The Man Inside

OH DEAR, OH DEAR. Spare us another cluttered film concerning the travails of troubled inner-city English youths

Directed by Dan Turner. Starring Ashley Thomas, Michelle Ryan, Peter Mullan, David Harewood, Theo Barklem-Biggs 15A cert, Gate, Cork; Cineworld, Dublin, 99 min

OH DEAR, OH DEAR. Spare us another cluttered film concerning the travails of troubled inner-city English youths. Like the recent, justifiably ignored Victim, Dan Turner’s scruffy film undeniably has its heart in the right place. You want to shake it firmly by the hand and then cautiously lead it to a quiet place, far from any unsuspecting filmgoers.

It looks as if, at some point, Turner and his team intended to make a boxing picture. Clayton Murdoch (Ashley Thomas), the damaged protagonist, spends his evening training with a trainer who is gruff and Scottish enough to be played by Peter Mullan.

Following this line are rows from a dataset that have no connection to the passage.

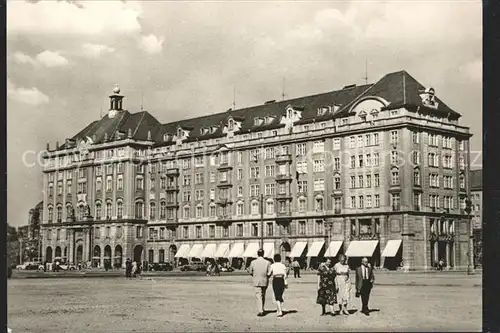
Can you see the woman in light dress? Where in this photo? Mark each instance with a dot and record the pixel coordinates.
(278, 272)
(343, 284)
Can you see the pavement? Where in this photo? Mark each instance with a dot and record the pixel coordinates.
(198, 303)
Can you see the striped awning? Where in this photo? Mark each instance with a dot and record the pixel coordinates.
(315, 249)
(237, 250)
(183, 251)
(251, 250)
(222, 251)
(209, 251)
(361, 248)
(391, 248)
(268, 250)
(333, 248)
(297, 249)
(196, 251)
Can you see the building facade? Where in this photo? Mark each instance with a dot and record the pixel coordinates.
(476, 180)
(378, 170)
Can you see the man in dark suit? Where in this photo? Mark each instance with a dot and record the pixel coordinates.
(259, 269)
(364, 284)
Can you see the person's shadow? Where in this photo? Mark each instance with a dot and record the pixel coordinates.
(285, 312)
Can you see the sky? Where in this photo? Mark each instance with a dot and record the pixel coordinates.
(188, 58)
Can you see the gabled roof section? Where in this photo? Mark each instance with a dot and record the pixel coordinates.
(401, 89)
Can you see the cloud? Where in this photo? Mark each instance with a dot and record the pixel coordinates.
(45, 58)
(51, 59)
(31, 96)
(63, 18)
(96, 50)
(151, 43)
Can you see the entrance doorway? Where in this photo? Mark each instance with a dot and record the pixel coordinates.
(138, 253)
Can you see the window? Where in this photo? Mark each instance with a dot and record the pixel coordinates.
(336, 182)
(302, 205)
(336, 163)
(270, 229)
(152, 210)
(139, 210)
(336, 144)
(270, 207)
(353, 182)
(319, 184)
(395, 177)
(302, 227)
(318, 146)
(255, 208)
(395, 201)
(319, 204)
(319, 165)
(138, 232)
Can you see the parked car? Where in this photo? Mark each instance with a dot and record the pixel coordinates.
(160, 267)
(194, 266)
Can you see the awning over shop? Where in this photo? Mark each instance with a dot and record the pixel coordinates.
(222, 251)
(361, 248)
(315, 248)
(183, 251)
(237, 250)
(251, 250)
(297, 249)
(209, 251)
(391, 248)
(268, 250)
(333, 248)
(196, 251)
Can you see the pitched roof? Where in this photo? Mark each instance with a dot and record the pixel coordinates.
(476, 180)
(398, 88)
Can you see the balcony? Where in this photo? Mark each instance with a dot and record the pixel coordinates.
(224, 166)
(284, 158)
(282, 177)
(365, 237)
(224, 183)
(172, 188)
(173, 172)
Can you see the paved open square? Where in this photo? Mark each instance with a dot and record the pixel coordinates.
(401, 302)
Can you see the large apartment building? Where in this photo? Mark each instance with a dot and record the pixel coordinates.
(378, 170)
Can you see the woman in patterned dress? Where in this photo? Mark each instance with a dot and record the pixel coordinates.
(342, 283)
(326, 286)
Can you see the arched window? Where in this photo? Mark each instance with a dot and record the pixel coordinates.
(152, 211)
(139, 210)
(50, 214)
(59, 214)
(163, 207)
(119, 209)
(98, 210)
(109, 210)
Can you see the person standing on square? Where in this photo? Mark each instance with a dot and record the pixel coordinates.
(260, 270)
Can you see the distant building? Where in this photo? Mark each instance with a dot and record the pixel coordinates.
(328, 167)
(476, 190)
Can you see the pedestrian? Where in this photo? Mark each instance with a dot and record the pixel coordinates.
(342, 284)
(259, 269)
(364, 284)
(279, 275)
(326, 287)
(128, 268)
(296, 268)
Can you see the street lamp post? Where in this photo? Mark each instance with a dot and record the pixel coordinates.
(468, 209)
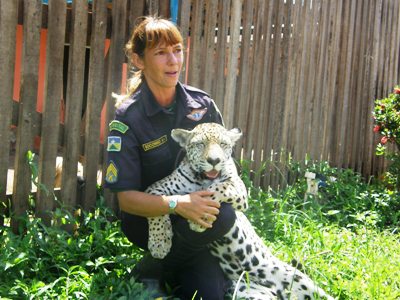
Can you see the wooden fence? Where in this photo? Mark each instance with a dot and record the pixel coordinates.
(298, 77)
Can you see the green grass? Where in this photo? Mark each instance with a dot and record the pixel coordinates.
(346, 239)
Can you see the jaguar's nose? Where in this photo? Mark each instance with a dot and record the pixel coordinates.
(213, 161)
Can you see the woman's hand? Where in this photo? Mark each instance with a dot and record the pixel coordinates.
(198, 207)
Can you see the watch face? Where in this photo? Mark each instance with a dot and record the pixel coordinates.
(172, 203)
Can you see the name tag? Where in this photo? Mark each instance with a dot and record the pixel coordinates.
(155, 144)
(197, 114)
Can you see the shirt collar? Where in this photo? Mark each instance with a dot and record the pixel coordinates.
(152, 107)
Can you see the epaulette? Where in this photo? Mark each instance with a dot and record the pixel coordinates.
(125, 105)
(193, 89)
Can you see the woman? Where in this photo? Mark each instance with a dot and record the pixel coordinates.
(141, 151)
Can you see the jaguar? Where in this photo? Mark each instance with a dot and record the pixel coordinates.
(209, 165)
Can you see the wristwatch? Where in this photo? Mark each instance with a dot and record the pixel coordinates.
(173, 202)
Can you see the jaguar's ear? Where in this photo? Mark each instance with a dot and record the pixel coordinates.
(181, 136)
(234, 134)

As we learn through flashbacks, Clayton is the son of a particularly savage and sadistic hoodlum. One reasonably assumes that, worried about a genetic propensity for violence, he will be tutored into focusing such aggression towards the sweet science.

READ MORE

But, for some reason or other, the boxing story barely develops into a subplot. Fight fans will rarely have felt so cheated since they sat through Jim Sheridan’s misleadingly titled The Boxer. What we get instead is a series of hysterically overworked, absurdly melodramatic set-pieces that fail to coalesce into a story.

Poor Michelle Ryan. Playing Mullan’s troubled daughter (really?), the former EastEnders star is persuaded to drone discordantly through an Elvis Costello song while moping about an empty gymnasium. It’s not clear if she’s actually meant to sound quite so dreadful.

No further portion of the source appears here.